The police and politics thread had Burrell getting the push in favour of Rawls as interim Chief with Daniels taking over in six months time. That’s all well and good but it’s hard to see why this matters. Daniels seems like a good bloke but we won’t have time to see him being ground down by the system and it’s not as though Burrell was especially bad or corrupt so this thread merely seems to show that the wheel keeps on turning.
On the legal side Senator Clay Davis is hauled in front of a grand jury to be accused of corruption and embezzlement. This is all well and good and while we hope that Davis gets his comeuppance it’s difficult to see why he matters. He’s one sleazy politician among many and while it’s clear that Davis has been lining his own pockets it’s not as though he’s running the city into the ground in the same manner as Carcetti who is clearly determined to advance his own career at any cost.
In court Davis pleads the fifth and leaves to find the TV media waiting for him but there’s no-one from The Baltimore Sun which causes consternation in the news room as they had no idea that the grand jury was taking place.
You can sympathise that the last round of cut-backs means that the Sun doesn’t have a court reporter in town or you can take the simplistic view that the immediacy of TV has taken over from the newspapers. My own take is that the Attorney General’s office had no need to leak the grand jury to the print media as they would see it on TV and were bound to follow it up. The result is that the lawyers got exactly the same amount of coverage with slightly less leaking than normal. Granted the journos will have to hustle a bit harder but where’s the harm in that?

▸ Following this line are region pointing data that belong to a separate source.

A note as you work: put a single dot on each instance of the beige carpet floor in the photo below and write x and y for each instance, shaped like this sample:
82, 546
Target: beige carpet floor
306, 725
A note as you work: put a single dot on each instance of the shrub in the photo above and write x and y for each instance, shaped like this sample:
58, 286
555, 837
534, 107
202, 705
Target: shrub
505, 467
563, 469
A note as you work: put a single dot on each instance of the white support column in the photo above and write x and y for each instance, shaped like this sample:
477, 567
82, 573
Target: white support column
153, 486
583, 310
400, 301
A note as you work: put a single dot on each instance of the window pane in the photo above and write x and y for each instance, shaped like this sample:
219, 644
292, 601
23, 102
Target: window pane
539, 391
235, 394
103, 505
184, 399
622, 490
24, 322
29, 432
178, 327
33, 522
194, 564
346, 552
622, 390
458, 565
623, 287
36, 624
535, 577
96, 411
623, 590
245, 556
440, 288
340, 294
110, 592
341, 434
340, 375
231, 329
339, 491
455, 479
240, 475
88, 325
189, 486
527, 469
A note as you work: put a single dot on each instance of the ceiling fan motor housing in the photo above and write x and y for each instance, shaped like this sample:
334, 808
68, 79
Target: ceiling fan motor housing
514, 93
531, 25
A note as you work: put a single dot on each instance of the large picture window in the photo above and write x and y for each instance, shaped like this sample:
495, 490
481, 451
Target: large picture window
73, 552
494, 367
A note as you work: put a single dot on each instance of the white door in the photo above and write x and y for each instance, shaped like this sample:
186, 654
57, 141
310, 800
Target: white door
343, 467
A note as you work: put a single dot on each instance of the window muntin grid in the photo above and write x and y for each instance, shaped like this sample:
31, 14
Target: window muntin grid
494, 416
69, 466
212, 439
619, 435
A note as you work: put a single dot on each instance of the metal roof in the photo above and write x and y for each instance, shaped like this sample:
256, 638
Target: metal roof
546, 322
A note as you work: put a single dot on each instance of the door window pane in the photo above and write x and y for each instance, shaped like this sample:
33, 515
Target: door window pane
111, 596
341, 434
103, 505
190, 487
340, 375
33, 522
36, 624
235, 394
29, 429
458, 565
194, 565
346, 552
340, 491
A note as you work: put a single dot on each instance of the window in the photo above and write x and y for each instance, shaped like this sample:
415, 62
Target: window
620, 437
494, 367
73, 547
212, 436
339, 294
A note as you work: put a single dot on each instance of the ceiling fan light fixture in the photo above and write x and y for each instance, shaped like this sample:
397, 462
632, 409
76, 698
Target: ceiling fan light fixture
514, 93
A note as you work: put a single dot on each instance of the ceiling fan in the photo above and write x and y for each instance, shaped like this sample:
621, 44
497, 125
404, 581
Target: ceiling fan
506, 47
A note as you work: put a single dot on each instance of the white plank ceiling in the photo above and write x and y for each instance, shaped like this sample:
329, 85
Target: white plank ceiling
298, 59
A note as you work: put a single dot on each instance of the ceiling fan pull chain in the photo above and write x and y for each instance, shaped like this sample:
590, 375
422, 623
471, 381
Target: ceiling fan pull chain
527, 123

McNulty is continuing his quest to invent a serial killer while his home life disintegrates. This is, to put it mildly, a bit odd. If he feels so strongly about Marlo’s murders he could surely take radical action that would slow Marlo’s drug trading activities by killing him or one of his lieutenants or maybe by planting evidence. The serial killer approach could lead to him being drummed out of the police or, at worst, he might go to jail yet it doesn’t seem to have much hope of success.
Our dose of Omar is strictly rationed to a couple of scenes. In the first he finds out what happened to Butch and in the second he goes after Slim Charles to find whether Proposition Joe is involved. Charles persuades Omar that Joe had no part in Butch’s murder and it’s all on Marlo so the scene is clearly set for a show-down.
In the final scene of the episode Chris kills Joe while Marlo watches. It’s a Godfather-business-not-pleasure moment as Marlo doesn’t have a grudge against Joe but he had to go so Marlo could take over as the connection for The Greek’s drug flow to Baltimore.
It’s hard to have any sympathy for the characters in The Wire but Joe’s demise is a sad moment and you have to hope that Marlo will meet a sticky end. As things stand that’s the only thread of the story that grabs our attention which is surprising for a series that has always managed to be multi-faceted. Let’s hope episode 5 steps up a gear.